A summary of the 2018 report compiled by the Center for Sports Studies (CIES) for UEFA was never published, but was seen by the Guardian. It advised that third-party ownership of players’ economic rights, banned by FIFA in 2015, “is still a well-established reality.” The report also noted a lack of transparency in the payment of agent commissions, which allows for money laundering alongside tax evasion schemes.
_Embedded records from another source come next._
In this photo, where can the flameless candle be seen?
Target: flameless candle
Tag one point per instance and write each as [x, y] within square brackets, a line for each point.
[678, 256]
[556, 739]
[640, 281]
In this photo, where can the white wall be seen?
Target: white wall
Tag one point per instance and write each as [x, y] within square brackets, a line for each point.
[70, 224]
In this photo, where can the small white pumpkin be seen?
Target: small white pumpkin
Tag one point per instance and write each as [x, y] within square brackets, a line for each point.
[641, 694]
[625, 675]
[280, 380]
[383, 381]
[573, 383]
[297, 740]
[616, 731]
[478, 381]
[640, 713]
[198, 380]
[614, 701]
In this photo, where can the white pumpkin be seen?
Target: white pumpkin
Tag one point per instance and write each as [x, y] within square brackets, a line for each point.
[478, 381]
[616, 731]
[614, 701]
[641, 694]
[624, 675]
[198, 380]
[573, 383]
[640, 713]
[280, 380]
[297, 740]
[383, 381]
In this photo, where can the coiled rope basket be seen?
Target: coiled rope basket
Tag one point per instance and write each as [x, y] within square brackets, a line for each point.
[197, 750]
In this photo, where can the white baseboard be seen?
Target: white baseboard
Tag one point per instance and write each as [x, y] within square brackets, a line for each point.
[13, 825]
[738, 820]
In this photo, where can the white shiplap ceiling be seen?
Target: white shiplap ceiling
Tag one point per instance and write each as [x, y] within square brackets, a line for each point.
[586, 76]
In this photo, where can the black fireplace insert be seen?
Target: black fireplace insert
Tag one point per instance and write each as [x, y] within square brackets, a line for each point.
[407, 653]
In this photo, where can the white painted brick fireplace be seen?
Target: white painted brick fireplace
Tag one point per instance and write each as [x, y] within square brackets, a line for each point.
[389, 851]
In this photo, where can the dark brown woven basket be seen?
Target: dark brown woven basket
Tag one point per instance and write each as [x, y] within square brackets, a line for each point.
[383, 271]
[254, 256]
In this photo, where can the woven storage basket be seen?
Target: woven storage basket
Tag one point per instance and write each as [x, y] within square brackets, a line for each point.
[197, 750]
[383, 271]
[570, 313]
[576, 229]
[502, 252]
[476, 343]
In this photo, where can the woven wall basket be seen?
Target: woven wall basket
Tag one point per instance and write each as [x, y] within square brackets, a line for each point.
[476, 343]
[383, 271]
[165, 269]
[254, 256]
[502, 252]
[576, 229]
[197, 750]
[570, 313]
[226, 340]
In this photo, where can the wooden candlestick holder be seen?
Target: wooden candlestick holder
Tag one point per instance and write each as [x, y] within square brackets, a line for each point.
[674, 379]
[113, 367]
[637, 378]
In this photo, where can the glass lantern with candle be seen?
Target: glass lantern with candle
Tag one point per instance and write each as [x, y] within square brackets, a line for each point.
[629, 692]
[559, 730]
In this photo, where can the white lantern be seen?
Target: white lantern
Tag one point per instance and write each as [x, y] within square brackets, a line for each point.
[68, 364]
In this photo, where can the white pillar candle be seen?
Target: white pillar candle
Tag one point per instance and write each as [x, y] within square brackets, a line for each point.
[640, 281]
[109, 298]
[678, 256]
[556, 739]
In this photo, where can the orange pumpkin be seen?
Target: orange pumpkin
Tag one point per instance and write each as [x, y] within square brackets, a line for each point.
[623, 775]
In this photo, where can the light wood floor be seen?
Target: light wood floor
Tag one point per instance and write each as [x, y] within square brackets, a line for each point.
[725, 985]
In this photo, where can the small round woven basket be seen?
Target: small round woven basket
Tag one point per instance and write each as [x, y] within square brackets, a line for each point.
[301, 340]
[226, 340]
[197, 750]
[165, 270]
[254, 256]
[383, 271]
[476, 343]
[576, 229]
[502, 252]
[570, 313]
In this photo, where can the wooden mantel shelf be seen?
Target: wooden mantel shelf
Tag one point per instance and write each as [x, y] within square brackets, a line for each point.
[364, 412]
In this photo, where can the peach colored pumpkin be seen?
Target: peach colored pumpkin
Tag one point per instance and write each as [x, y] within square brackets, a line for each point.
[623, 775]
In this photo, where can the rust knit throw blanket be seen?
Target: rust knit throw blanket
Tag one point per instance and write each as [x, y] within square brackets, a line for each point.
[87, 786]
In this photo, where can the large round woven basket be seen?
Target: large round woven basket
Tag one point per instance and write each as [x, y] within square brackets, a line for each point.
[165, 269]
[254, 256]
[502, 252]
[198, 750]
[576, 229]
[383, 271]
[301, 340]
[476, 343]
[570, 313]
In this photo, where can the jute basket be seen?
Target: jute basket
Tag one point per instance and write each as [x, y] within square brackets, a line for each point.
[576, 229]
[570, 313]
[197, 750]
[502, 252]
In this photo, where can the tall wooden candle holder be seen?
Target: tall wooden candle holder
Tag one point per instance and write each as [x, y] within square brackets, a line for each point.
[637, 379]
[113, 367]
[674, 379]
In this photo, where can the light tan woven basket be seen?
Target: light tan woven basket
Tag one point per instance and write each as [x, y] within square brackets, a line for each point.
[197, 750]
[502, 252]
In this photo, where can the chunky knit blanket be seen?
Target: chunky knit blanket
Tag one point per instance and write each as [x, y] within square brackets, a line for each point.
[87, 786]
Indeed, payments are often made to tax havens, not only for the purposes of enriching agents but also to “the club owners and executives with whom they collaborate”, the report concludes.

Room for improvement

The CIES report made several recommendations to help rectify systemic issues in FIFA, including: 

  • to cap and tie the agent fee to the salary of the player, replacing the practice of commissions being paid as a proportion of the transfer fee.

This is something FIFA is about to implement in 2022, namely: 10% of the transfer fee for agents of releasing clubs, 3% of the player’s remuneration for player agents and 3% of the player’s remuneration for agents of engaging clubs.

  • to prevent individuals with criminal records from registering as intermediaries;
  • to establish an investigative body to examine disputes and cross-check the flow of money in transfers;
  • to establish a clearing house through which all payments to agents should be made.

This measure is also about to be introduced in November 2022.

At the moment, FIFA’s clearing house is only used for payments associated with “training compensation and solidarity contribution”. But soon all agents’ commissions will be paid through it.

Other international watchdogs recommend building more awareness, better governance, and financial transparency.

Transparency International, for example, names various strategies available to counter money-laundering and the illegal financing of football clubs, including:

  • establishing codes of conduct;
  • introducing whistleblowing policies;
  • setting up ethics committees;
  • imposing sanctions;
  • instituting training courses to raise awareness of fraud and corruption;
  • ensuring accounts and records are audited;
  • conducting “fit and proper person” tests for potential club owners.

Football is largely exposed to corruption and money laundering due to lack of centralized sporting regulations. However, after a number of serious scandals, necessary steps (such as introducing the new clearing house) are now being taken by international bodies like FIFA to fight back against corruption and money laundering.